Fast forward to present day and passage of the Affordable Care Act – affectionately dubbed Obamacare — which doubles down on the link between employment and health insurance by mandating that large employers offer benefits or pay a penalty. Critics of Obamacare, which requires that all insurance plans cover “essential health benefits” and caps just how much employees can contribute to their own coverage, fear, as a result, that 43 million American workers will lose access to employer-based health insurance.
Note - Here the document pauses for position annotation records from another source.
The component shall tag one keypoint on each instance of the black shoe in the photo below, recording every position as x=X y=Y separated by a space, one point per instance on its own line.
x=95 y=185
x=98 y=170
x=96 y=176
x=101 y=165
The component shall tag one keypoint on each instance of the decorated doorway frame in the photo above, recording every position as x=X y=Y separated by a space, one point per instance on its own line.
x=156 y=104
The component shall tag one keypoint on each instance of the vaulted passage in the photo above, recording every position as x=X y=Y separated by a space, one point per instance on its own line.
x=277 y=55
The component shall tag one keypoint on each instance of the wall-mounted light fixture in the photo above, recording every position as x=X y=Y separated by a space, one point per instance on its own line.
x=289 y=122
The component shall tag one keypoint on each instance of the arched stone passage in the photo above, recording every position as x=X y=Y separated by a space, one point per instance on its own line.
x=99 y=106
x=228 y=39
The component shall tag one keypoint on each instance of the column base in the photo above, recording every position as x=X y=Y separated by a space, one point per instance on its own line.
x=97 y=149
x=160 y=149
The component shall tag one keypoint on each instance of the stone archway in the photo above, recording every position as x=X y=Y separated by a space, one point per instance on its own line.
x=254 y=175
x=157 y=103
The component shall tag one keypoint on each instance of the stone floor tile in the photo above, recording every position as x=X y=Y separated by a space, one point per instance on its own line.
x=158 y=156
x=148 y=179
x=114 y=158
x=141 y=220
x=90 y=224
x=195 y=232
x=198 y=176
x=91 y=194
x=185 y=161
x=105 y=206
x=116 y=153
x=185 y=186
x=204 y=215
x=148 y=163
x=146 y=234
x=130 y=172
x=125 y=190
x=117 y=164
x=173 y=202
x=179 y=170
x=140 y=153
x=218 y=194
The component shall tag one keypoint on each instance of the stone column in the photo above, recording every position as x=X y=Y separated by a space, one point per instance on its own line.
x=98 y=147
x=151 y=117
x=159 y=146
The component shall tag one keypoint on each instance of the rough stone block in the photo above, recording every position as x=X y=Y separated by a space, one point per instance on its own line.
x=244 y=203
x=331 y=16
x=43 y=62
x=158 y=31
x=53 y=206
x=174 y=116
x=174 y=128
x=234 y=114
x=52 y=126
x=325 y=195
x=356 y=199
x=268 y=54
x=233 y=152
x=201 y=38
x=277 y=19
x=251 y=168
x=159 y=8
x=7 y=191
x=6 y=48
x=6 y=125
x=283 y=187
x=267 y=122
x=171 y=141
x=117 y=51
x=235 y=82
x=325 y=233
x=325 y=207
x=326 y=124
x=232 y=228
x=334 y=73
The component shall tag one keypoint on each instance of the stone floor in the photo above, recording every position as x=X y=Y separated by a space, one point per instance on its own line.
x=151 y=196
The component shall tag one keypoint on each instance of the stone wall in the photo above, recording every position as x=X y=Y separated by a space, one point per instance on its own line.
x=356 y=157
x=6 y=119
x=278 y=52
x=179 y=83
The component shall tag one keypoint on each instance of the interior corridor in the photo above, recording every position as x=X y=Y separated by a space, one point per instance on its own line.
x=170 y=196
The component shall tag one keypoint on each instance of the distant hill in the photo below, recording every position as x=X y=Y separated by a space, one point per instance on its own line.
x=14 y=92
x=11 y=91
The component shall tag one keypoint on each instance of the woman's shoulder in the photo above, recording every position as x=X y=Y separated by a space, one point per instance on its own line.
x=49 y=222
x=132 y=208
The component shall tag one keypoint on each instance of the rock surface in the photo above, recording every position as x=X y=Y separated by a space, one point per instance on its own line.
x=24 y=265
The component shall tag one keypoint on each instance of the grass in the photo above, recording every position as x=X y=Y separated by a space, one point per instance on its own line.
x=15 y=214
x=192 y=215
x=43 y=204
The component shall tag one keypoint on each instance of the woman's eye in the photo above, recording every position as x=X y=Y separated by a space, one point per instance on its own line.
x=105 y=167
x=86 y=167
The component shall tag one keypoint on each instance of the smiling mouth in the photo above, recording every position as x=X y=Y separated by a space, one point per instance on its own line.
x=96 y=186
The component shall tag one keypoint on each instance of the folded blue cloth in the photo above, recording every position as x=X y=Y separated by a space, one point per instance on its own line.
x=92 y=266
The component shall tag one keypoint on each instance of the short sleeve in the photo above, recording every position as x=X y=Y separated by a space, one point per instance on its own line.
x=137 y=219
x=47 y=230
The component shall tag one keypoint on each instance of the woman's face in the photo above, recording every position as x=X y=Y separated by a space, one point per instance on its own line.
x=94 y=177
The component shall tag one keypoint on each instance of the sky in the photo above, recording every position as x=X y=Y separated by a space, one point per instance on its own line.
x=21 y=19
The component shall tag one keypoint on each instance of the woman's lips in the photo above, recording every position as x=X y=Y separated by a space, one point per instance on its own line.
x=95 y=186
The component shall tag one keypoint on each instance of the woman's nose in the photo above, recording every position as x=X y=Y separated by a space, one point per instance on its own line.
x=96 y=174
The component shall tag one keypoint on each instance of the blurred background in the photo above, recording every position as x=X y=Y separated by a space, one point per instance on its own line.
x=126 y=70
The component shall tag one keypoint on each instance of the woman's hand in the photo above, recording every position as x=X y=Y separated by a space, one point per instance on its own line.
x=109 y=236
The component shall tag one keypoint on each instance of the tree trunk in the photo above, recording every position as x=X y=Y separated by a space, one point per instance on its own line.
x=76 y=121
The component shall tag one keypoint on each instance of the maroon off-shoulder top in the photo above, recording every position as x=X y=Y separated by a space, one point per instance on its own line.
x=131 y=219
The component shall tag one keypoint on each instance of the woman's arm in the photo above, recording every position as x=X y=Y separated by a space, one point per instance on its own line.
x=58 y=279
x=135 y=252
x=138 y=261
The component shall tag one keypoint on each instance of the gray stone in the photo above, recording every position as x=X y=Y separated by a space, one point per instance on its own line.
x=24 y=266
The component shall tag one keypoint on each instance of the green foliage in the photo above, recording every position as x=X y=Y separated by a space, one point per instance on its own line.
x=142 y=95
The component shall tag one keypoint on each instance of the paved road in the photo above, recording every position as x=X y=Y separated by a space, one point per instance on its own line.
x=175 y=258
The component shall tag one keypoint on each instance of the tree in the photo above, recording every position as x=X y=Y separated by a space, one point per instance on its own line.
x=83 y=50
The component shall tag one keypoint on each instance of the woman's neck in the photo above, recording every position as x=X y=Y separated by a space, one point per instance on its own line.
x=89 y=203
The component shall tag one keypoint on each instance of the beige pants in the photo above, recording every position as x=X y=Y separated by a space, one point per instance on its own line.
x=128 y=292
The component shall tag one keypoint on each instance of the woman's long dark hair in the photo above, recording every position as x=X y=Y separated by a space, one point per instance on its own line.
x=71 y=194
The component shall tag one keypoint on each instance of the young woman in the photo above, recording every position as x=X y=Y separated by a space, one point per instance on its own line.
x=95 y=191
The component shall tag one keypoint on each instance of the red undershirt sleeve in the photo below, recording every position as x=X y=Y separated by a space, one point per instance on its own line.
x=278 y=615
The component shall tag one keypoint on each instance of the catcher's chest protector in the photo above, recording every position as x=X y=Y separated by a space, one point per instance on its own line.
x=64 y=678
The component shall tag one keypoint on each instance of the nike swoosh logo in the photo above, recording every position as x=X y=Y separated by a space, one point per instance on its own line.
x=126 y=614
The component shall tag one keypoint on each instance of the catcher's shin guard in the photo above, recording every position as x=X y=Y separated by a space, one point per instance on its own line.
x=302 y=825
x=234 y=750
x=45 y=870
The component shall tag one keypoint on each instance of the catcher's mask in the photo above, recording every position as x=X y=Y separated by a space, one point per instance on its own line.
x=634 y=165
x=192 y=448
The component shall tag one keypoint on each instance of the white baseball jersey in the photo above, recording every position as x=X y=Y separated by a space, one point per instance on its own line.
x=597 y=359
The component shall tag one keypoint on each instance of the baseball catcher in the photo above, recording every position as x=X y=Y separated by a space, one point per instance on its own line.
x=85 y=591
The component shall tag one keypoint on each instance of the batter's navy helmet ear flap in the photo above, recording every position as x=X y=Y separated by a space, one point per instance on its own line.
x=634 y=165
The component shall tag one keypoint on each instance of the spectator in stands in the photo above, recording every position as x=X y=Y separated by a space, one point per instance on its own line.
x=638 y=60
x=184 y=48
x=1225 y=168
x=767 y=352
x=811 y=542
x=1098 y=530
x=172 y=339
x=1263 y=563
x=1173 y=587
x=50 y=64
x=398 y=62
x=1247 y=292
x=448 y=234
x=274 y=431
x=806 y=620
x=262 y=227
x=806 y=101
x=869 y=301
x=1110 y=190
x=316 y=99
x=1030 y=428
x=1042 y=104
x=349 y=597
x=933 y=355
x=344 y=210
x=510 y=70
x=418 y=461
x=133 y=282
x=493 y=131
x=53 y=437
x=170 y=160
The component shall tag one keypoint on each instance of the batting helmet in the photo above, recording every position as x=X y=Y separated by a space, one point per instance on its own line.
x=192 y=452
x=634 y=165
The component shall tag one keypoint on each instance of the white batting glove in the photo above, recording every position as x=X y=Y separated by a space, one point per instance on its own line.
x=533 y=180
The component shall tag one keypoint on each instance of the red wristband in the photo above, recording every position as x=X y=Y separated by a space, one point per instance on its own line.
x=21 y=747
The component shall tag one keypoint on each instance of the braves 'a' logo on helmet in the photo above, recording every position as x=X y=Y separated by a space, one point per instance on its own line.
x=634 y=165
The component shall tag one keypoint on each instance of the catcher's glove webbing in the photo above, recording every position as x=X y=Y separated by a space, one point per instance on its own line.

Hard pressed for answers and unwilling to discard benefits packages used to attract and retain top-notch talent, U.S. employers are not only asking questions of themselves, but to employees within earshot who might be contemplating serious, but routine elective surgeries like hip or knee replacement, cataract removal, a heart bypass:
Would you consider a procedure performed at a local hospital or – for that matter – at one in Asia, Europe or South America?

Employees, who have already witnessed healthcare costs shift their way, don’t need much prodding. Consider that a U.S. employee’s share of premiums increased nearly 7 percent, to $2,974 this year on average. What’s more, out-of-pocket costs also increased. The total employee cost share climbed from 34.4 percent in 2011 to 37 percent in 2014. What’s it mean? In the end, U.S. employees now pay more than $100 more each month for health insurance compared to just three years ago.